Due to his procedural default, petitioner can pursue habeas relief only if he shows (1) cause and prejudice or (2) a fundamental miscarriage of justice. Jackson v. Shanks, 143 F.3d 1313, 1317 (10th Cir. 1998). "Cause" for procedural default requires a petitioner to show that "some objective factor external to the defense impeded counsel's efforts to comply with the State's procedural rule." Murray v. Carrier, 477 U.S. 478, 488 (1986). "Objective factors that constitute cause include interference by officials that makes compliance with the State's procedural rule impracticable, and a showing that the factual or legal basis for a claim was not reasonably available to [petitioner]." McCleskey v. Zant, 499 U.S. 467, 493-94 (1991)(internal quotation marks omitted).
To show "prejudice", a petitioner must show "actual prejudice" arising from the claimed error. United States v. Frady, 456 U.S. 152, 168 (1982).
In the alternative, a petitioner may overcome a procedural default by showing that a fundamental miscarriage of justice will occur unless the federal habeas court reviews the defaulted claim. Coleman v. Thompson, 501 U.S. 722, 750 (1991). To meet this standard, a petitioner must show that "a constitutional violation has probably resulted in the conviction of one who is actually innocent." Murray, 477 U.S. at 496.
Petitioner does not meet the standards to excuse the procedural default, nor could he prevail on a claim of ineffective assistance of counsel. As respondent explains, the claim lacks merit and would not entitle him to relief. The DCCA has held that the statutes under which petitioner was charged with armed robbery, D.C. Code § 22-2801 (establishing the elements of robbery) and D.C. Code § 22-4502 (establishing an additional penalty for commission of a crime while armed) allege a single offense under D.C. law. See Fadero v.

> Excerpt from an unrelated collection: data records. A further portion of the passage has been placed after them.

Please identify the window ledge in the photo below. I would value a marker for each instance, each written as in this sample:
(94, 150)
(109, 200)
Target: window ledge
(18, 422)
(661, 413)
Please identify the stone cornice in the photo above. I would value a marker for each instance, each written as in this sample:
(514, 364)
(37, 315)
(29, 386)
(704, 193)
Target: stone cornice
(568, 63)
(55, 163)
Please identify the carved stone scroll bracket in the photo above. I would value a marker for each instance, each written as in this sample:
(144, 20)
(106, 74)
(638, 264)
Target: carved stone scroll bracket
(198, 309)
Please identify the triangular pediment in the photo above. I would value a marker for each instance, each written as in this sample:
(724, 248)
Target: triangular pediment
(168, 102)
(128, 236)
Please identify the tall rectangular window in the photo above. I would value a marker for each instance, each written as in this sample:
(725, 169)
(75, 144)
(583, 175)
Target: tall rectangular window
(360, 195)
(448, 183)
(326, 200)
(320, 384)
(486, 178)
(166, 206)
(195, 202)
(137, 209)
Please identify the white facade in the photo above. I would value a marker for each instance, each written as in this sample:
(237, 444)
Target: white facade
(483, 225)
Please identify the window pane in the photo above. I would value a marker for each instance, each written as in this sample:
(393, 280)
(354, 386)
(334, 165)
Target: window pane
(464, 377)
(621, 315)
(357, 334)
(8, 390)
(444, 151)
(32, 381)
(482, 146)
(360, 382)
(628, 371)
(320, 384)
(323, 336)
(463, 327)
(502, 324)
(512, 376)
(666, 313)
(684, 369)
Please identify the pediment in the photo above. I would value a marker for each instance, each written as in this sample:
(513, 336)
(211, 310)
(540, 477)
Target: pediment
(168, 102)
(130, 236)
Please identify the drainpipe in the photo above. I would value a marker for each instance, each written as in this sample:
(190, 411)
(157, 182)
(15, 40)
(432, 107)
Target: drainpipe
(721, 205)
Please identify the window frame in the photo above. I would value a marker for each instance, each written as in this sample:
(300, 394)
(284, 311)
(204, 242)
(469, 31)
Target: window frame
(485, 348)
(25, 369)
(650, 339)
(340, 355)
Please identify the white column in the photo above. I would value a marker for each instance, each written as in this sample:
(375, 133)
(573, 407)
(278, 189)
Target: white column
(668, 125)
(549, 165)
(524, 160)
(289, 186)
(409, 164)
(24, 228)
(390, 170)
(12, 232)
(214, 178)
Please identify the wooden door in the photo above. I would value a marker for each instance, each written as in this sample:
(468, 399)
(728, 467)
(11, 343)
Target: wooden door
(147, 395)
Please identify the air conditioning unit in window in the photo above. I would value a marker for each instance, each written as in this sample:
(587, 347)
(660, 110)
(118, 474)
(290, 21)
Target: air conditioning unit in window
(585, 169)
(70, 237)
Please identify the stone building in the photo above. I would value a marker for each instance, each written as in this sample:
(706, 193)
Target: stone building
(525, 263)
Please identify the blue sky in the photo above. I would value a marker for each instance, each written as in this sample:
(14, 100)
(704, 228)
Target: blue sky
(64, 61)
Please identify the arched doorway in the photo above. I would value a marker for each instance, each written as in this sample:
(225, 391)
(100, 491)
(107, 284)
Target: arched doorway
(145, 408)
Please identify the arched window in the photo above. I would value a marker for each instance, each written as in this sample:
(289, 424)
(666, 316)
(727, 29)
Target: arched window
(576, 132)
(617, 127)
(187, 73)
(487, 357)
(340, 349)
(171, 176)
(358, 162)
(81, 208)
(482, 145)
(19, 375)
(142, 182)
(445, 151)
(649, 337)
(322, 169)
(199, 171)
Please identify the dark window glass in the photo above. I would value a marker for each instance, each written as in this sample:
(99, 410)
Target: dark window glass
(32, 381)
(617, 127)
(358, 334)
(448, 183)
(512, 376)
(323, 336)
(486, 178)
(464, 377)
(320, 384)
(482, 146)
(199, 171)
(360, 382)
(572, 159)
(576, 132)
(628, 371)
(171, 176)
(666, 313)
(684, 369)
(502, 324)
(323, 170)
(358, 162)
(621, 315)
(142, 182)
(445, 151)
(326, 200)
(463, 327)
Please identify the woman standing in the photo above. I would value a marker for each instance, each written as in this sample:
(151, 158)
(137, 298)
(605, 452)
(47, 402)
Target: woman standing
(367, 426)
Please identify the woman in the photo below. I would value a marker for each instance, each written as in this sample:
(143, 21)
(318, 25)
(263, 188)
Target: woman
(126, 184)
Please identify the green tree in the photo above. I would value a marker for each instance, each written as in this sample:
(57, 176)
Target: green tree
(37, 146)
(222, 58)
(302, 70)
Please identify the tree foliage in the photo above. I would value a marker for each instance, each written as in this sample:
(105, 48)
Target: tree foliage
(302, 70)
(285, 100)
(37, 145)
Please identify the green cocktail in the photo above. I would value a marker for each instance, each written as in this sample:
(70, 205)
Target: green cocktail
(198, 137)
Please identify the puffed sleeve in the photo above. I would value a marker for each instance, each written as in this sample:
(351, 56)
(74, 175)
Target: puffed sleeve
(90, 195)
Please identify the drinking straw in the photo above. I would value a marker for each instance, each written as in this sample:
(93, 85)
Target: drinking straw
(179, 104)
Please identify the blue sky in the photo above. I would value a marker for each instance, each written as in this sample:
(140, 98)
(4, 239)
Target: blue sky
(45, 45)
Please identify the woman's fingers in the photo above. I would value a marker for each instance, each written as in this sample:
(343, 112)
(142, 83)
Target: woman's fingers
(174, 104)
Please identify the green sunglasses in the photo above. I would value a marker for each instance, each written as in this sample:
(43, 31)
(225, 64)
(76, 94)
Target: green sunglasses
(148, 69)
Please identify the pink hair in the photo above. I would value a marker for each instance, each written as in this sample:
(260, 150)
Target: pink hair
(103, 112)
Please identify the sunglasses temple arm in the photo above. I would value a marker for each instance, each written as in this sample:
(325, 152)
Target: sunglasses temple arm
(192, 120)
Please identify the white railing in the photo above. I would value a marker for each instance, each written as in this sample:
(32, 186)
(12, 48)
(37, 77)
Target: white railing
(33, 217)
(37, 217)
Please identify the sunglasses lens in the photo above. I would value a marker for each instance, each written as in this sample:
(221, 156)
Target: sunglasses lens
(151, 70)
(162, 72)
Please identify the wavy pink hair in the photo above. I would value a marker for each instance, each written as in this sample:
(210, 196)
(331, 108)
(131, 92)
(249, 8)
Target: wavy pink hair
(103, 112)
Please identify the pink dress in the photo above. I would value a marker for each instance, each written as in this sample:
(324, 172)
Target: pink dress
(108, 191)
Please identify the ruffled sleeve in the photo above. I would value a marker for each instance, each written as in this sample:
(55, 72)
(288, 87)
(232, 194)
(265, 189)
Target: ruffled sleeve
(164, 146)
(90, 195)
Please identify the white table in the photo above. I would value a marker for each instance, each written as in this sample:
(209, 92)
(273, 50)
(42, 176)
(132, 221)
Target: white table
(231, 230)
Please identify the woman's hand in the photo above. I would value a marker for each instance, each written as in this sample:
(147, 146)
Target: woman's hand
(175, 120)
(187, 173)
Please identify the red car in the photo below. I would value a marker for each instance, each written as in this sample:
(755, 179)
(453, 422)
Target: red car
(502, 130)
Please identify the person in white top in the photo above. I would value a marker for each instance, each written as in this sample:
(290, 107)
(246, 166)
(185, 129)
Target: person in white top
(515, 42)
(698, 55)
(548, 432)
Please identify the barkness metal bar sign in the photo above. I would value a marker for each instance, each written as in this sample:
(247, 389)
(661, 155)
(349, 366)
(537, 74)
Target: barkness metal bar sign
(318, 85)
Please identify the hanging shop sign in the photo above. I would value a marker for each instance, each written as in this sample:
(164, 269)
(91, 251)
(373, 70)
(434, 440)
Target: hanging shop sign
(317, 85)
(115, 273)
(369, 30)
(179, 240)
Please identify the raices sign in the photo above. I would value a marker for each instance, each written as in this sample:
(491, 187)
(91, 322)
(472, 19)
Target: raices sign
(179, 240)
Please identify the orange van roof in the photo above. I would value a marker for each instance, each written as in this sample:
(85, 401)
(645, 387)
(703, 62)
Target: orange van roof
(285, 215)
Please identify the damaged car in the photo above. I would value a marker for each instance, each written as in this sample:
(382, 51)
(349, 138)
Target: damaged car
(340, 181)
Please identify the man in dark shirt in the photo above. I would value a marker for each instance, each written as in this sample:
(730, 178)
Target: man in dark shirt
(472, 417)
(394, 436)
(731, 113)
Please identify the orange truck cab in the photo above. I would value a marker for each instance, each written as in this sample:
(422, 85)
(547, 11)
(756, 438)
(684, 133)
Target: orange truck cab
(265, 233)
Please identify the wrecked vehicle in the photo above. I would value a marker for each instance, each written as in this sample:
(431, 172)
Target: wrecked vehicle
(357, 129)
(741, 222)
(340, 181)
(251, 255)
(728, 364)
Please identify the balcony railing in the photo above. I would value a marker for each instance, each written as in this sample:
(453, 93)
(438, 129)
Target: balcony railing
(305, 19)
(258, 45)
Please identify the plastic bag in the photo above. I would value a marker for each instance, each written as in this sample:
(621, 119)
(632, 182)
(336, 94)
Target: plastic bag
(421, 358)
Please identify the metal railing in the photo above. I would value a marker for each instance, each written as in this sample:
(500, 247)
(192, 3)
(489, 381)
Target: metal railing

United States, 180 A.3d 1068, 1073 (DCCA 2018)("[B]y enacting § 22-4502, the legislature authorized increased punishment for a broad category of offenses committed in an aggravated manner...by adding an additional element, i.e., while armed or having readily available a dangerous weapon, to certain underlying offenses.").
Certificate of Appealability
Under Rule 11 of the Rules Governing Section 2254 Cases in the United States District Courts, "the district court must issue or deny a certificate of appealability when it enters a final order adverse to the applicant." A certificate of appealability should issue "only if the applicant has made a substantial showing of the denial of a constitutional right," and the Court identifies the specific issue that meets that showing. 28 U.S.C. § 2253.
Because the record conclusively shows petitioner is not entitled to relief in this matter, the Court will deny a certificate of appealability.
Conclusion
Petitioner's claims of ineffective assistance of counsel do not entitle him to relief. First, appellate counsel argued the exact claim concerning the trial court's failure to instruct on a lesser included offense that petitioner alleges was improperly omitted. Next, petitioner's claim alleging that the crime of armed robbery was improperly charged under two statutes was procedurally defaulted and, in any event, was not meritorious.
IT IS, THEREFORE, BY THE COURT ORDERED the petition for habeas corpus is denied.
IT IS FURTHER ORDERED petitioner's motion for expeditious relief (Doc. #27) is denied as moot.
IT IS FURTHER ORDERED that no certificate of appealability will issue.
IT IS SO ORDERED.
DATED: This 11th day of March, 2019, at Kansas City, Kansas.